Reputation: 490
I am currently doing Cassandra modelling, I have billions of some kind of digital code hnm_code
to store, like this:
create table hnm (
create_batch_id int, // A creation batch can generate up to 1 million code.
hnm_code text, // Cardinality: billions
product_name text,
primary key (hnm_code)
);
The cardinality of create_batch_id
is relatively small as compared to of hnm_code
. However, what I want is that I should be able to use a value of a single hnm_code
column to inquire that record (the create_batch_id
is unknown at the time of query).
should I use wide row (CQL with cluster key), like this?:
create table hnm_with_cluster_key (
create_batch_id int,
hnm_code text,
product_name text,
primary key (create_batch_id, hnm_code)
);
Thanks! It would be nice if you could advise me on how can I achieve good performance on massive this query, and evenly distribution of hnm_code?
Upvotes: 2
Views: 168
Reputation: 57798
what I want is that I should be able to use a value of a single hnm_code column to inquire that record
In Cassandra, you should design your models to match your query patterns. So this case says it all. The first solution with a partition key on hnm_code
will fulfill this.
the create_batch_id is unknown at the time of query
If you were to use the second solution with PRIMARY KEY (create_batch_id, hnm_code)

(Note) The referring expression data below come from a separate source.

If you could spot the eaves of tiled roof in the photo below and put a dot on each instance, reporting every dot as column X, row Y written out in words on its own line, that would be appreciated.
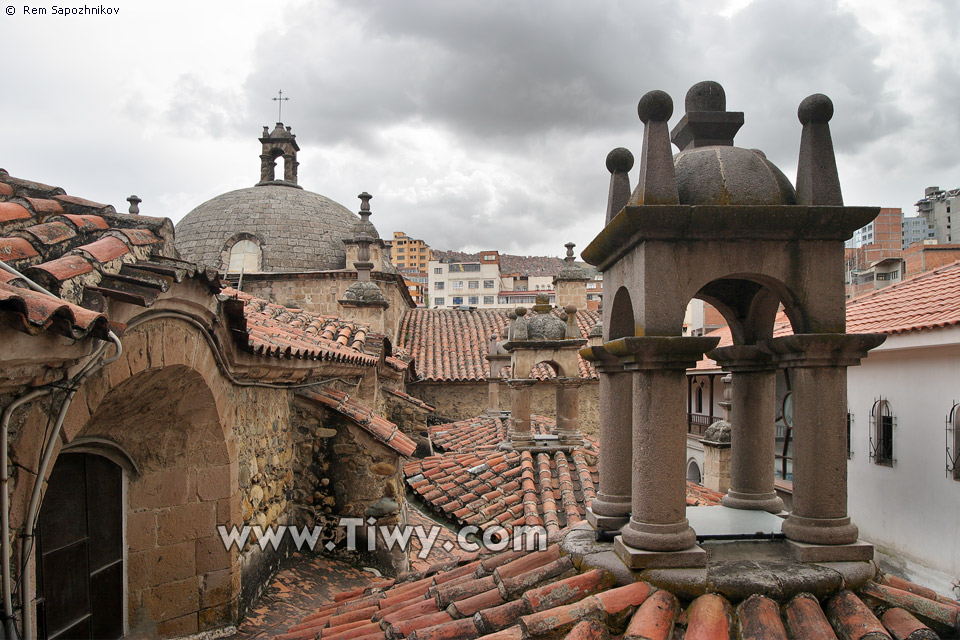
column 363, row 416
column 519, row 595
column 924, row 302
column 451, row 344
column 269, row 329
column 475, row 483
column 417, row 402
column 85, row 253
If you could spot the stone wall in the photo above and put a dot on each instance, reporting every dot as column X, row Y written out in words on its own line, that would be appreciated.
column 344, row 473
column 462, row 400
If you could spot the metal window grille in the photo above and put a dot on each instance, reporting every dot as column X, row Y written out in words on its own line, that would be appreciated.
column 882, row 425
column 952, row 437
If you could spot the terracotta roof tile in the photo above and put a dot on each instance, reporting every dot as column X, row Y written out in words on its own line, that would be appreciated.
column 270, row 329
column 363, row 416
column 451, row 345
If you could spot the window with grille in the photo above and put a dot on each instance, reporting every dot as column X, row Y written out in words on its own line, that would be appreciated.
column 882, row 423
column 953, row 442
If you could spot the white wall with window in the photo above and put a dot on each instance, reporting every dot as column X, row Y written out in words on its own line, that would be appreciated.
column 904, row 489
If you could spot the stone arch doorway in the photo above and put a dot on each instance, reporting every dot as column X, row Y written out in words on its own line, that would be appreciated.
column 167, row 408
column 179, row 578
column 80, row 558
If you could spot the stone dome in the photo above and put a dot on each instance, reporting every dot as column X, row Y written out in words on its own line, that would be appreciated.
column 726, row 175
column 296, row 230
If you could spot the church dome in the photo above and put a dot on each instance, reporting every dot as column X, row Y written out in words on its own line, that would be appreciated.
column 273, row 226
column 296, row 230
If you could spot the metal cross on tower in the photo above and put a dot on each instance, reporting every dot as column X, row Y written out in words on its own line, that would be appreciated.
column 279, row 100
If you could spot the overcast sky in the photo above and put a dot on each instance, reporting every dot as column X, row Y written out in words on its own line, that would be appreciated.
column 476, row 125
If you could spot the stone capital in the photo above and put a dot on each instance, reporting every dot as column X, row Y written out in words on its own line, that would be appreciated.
column 742, row 358
column 520, row 383
column 822, row 349
column 660, row 352
column 569, row 383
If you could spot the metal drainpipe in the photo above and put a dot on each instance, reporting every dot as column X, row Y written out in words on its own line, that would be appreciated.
column 26, row 546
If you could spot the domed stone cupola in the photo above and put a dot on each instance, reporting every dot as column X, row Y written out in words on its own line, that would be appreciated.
column 709, row 169
column 275, row 226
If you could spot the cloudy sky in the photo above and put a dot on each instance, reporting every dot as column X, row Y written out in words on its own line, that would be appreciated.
column 476, row 125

, you would need to know (and provide) create_batch_id
at query time.
It would be nice if you could advise me on how can I achieve good performance on massive this query, and evenly distribution of hnm_code?
Cassandra rows are distributed by the hashed value of the partition key. So the higher the cardinality of that key, the more even distribution you will have in your cluster. Also, Cassandra is designed to perform well with lookup by partition key, so your queries should be quite fast.
In addition, with the 2nd table definition, my query looks like this:
select * from hnm_with_cluster_key where hnm_code='1234' allow filtering;
With a CQL rowcount in the billions, using the ALLOW FILTERING
directive will not perform well. I strongly recommend against that.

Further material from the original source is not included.